Keywords: phallus; partner; comedy; joy; sexuation.


RÉSUMÉ

Dans cet article, nous avons l'intention de traiter, de la psychanalyse lacanienne, la comédie des sexes, car il nous revient par le sens commun. Notre intention est de lire, connaître la routine, trouvée sur Internet et j'ai appris de l'humour, les formulations de Lacan sur les tableaus de la sexuacion donc sur ce que signifie être un homme et être femme, c'est à dire, sur le mâle et la femelle . Sur le chemin de Freud ne seront pas oubliés, parce que, depuis 1907, Les illusions et les rêves dans le Gradiva de Jensen, nous avons déjà dit que les écrivains créatifs sont de précieux alliés et des témoins de la vaste gamme de choses entre le ciel et la terre. De même, leurs formulations Œdipe se lève, en conformité avec son expérience clinique, il s'est rendu compte que les différences psychologiques imposées différence anatomique en ce que la référence à l'organisme donne lieu à la constitution subjective et la forme de la distribution de la jouissance. Nous verrons tout au long de ce travail, comme dans l'amour et les désaccords médiation parler, trouver la comédie.

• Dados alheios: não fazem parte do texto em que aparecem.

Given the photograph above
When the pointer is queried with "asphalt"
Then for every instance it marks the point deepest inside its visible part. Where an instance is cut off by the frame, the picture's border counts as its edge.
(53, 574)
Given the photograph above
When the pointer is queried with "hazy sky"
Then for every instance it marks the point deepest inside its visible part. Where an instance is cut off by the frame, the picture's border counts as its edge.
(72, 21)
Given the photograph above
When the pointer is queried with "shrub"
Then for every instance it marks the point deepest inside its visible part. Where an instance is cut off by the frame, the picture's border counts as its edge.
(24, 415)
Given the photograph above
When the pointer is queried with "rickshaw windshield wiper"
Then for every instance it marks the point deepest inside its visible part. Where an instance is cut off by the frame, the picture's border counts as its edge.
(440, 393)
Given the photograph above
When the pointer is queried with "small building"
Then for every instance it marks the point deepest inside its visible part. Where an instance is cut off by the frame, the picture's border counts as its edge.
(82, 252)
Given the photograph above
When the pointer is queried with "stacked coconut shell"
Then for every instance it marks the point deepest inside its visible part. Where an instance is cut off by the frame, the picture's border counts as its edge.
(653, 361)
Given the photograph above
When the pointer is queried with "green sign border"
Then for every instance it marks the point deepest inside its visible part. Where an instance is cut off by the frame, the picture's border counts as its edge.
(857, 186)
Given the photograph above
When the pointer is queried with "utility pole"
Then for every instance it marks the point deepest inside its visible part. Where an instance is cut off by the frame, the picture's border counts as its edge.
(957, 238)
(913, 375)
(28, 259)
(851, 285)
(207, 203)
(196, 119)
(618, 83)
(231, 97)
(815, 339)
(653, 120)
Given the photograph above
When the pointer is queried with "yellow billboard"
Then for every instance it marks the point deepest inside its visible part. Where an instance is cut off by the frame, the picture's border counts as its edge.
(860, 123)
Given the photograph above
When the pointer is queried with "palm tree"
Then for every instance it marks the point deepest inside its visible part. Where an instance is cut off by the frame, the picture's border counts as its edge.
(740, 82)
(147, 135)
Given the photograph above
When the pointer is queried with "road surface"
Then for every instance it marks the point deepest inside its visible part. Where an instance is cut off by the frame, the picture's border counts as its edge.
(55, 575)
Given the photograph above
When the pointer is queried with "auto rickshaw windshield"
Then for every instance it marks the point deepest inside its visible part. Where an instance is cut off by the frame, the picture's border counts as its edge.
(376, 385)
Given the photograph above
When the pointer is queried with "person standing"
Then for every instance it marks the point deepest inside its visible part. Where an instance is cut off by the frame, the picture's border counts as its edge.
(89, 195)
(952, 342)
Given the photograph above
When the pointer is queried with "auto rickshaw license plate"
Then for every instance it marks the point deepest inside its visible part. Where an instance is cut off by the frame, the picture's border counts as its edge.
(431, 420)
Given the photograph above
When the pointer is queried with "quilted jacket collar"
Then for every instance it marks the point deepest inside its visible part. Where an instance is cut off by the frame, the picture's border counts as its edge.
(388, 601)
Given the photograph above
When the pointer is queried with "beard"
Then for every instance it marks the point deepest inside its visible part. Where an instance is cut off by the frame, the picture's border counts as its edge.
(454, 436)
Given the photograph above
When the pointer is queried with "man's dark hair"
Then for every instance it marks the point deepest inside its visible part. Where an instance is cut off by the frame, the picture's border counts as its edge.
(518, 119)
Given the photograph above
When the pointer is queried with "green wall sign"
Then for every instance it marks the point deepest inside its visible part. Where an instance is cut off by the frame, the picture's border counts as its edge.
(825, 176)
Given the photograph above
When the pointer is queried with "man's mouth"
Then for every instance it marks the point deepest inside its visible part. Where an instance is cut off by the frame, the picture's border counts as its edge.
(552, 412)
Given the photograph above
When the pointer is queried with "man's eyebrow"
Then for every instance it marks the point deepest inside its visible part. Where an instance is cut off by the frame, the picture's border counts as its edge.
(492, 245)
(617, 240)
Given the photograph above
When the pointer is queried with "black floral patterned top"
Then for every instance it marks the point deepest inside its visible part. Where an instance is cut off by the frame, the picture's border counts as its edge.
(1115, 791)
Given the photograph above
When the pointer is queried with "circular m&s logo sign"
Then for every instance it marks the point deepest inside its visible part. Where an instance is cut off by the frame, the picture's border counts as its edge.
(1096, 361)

Mots-clé: phallus; parternaire; comédie; sexuacion; jouissance.


RESUMEN

En este artículo se pretende abordar, desde el psicoanálisis lacaniano, la comedia de los sexos, ya que nos devuelve a través del sentido común. Nuestra intención es leer, conocer la rutina, que se encuentra en Internet y en las tiras de humor, las formulaciones lacanianas sobre las formulas de la sexuación por lo tanto, sobre lo que significa ser hombre y ser mujer, es decir, de lo masculino y lo femenino. El recorrido de Freud no será olvidado en nuestro trabajo, porque, desde 1907, Los delirios y sueños de la Gradiva de Jensen, ya hemos dicho que los escritores creativos son valiosos aliados y los testigos de la amplia gama de cosas entre el cielo y la tierra. También sus formulaciones Edipo se eleva, en consonancia con su experiencia clínica, se dio cuenta de que las diferencias psicológicas impuestas diferencia anatómica en que la referencia al cuerpo da lugar a la constitución subjetiva y la forma de distribución de goce. Veremos a lo largo de este trabajo, en los encuentros e en los desencuentros, mediados pelo falo, hallaremos a la comedia.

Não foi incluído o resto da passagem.